Saturday, March 17, 2012

oatmeal and suffering


Food List
Breakfast: vegan bacon, fresh fruit, oatmeal with raisins and brown sugar, coffee, gluten-free toast with peanut butter
Lunch: vegetable soup with soy crumbles, salad (the stronghold special!), gluten-free/vegan chocolate chip cookie
Dinner: vegan chicken patty, salad (the stronghold special!), gluten-free/vegan peanut butter cookie, green tea

Origin of a food
Oatmeal for me is sort of like rice is for Erika (this whole post steals from Erika!) I grew up eating it, my parents eat it almost every day, and I still like to eat it as a comfort food for breakfast. It’s naturally vegan-friendly, and it’s my favorite cookie ingredient. It instantly makes fruit, bread, cookies and pie better (and maybe comics too).

Its common in Scotland (just like Presbyterians) and this is what Wikipedia has to say about that:
Oatmeal has a long history in Scottish culinary tradition because oats are better suited than wheat to Scotland's short, wet growing season. Oats became the staple grain of that country. The Ancient universities of Scotland had a holiday called Meal Monday to permit students to return to their farms and collect more oats for food.
Samuel Johnson referred, disparagingly, to this in his dictionary definition for oats: "A grain, which in England is generally given to horses, but in Scotland supports the people."
I’m at camp this weekend, so my guess is that my particular bowl of oatmeal came from a big box bought in bulk.

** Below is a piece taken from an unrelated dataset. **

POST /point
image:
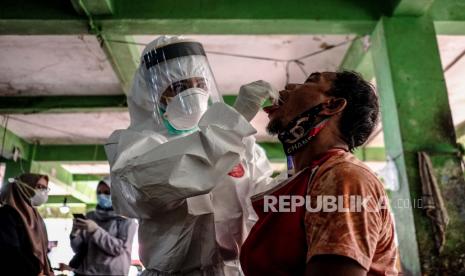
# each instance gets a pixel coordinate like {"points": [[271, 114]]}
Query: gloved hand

Not so very locally grown.

Theological reflections
Yesterday, Erika briefly posted about violence and eating (read it here). I’ve been a little fascinated with violence and suffering and food since I read Christopher Southgate’s The Groaning of Creation: God, Evolution and the Problem of Evil last fall. Southgate seeks to understand how we can believe in a God who is loving and powerful, even though there is evil and suffering in the world. Southgate describesa  need for evil and suffering by explaining the process of evolution that cause parts of creation to suffer, but other parts to flourish; part of the normal process of survival in nature means that some creatures will suffer so that others will survive. Simply, the basic laws of food chains require that some parts of creation will suffer so that other will survive. Zebras will suffer so that lions can live. This is necessary suffering, and we can begin to wrap our minds around how this kind of suffering can be compatible with a loving and powerful God.

Our place in the food chain means that there will be violence and pain inflicted on other parts of the chain. Even when we eat the most locally grown plants, we alter the ecosystem; we impose our need to eat over their right to live. 

In response to the suffering of creation, we must seek to end the suffering that we can, in ways that honor creation’s inherent value. This requires acknowledging and confessing the ways in which humanity has contributed to the suffering of creation: overconsumption of resources, a variety of pollution, factory farming, over-hunting and over-fishing, wasteful use of energy, and others. It requires naming the suffering of creation and doing everything possible to make what can be better, better. It requires acknowledging the parts of creation which naturally cause pain and suffering (as in the food chain) and affirming the inherent value of that part of creation, finding ways to be in solidarity with all of creation which groans.